I'm doing Hartls' tutorial on railstutorial.org
I need to run Rails 4.0.8 on my 64 bit Windows machine. This means that I have to specify the x64_mingw option on my tzinfo-data Gem in order to fix the Rails timezone bug.
Rails 4.0.8 needs tzinfo v 0.3.37
x64_mingw needs tzinfo v 1.0.0
Bundle fails with a 'No compatable version of tzinfo' error.
What do I do? I'm halfway through the tut and I don't want to have to switch dev machines now!
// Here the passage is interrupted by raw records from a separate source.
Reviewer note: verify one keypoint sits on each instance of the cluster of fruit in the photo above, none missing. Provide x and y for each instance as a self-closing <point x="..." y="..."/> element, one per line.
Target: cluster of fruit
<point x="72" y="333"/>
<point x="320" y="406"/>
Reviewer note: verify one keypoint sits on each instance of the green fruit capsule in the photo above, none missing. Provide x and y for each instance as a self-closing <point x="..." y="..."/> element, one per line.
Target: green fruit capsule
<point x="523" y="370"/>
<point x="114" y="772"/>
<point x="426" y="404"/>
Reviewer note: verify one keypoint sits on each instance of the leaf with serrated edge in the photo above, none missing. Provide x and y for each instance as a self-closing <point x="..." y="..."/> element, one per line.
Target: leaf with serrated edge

I know the configuration runs okay on a 32 bit OS.
rails (= 4.0.8) x64-mingw32 depends on
activesupport (= 4.0.8) x64-mingw32 depends on
tzinfo (~> 0.3.37) x64-mingw32
.
tzinfo-data (>= 0) x64-mingw32 depends on
tzinfo (>= 1.0.0) x64-mingw32
.
GEMFILE =>
source 'https://rubygems.org'
ruby '2.0.0'
gem 'rails', '4.0.8'
group :development, :test do
gem 'tzinfo', '0.3.37'
gem 'sqlite3', '1.3.8'
gem 'rspec-rails', '2.13.1'
gem 'tzinfo-data', platforms: [:mingw, :mswin, :x64_mingw]
end
group :test do
gem 'selenium-webdriver', '2.35.1'
gem 'capybara', '2.1.0'
end
gem 'bootstrap-sass', '2.3.2.0'
gem 'sprockets', '2.11.0'
gem 'sass-rails', '4.0.3'
gem 'uglifier', '2.1.1'
gem 'coffee-rails', '4.0.1'
gem 'jquery-rails', '3.0.4'
gem 'turbolinks', '1.1.1'
gem 'jbuilder', '1.0.2'
group :doc do
gem 'sdoc', '0.3.20', require: false
end
group :production do
gem 'pg', '0.15.1'
gem 'rails_12factor', '0.0.2'
end
You'll need to remove the dependency on tzinfo-data from your Gemfile.
The tzinfo-data gem is only needed on Windows systems if you are using tzinfo 1.0.0 or later. Rails 4.0 uses tzinfo ~> 0.3.37, so tzinfo-data is unnecessary.
The reason for this is that tzinfo before version 1.0.0 included all the time zone data it needed to operate (effectively bundling the tzinfo-data gem). With the release of version 1.0.0, the data was split out into a separate gem.
If you were to upgrade to Rails 4.1 in the future on Windows, you'd need to change your Gemfile to remove the specific version dependency on tzinfo and add the tzinfo-data dependency back in. This is because Rails 4.1 requires tzinfo ~> 1.1.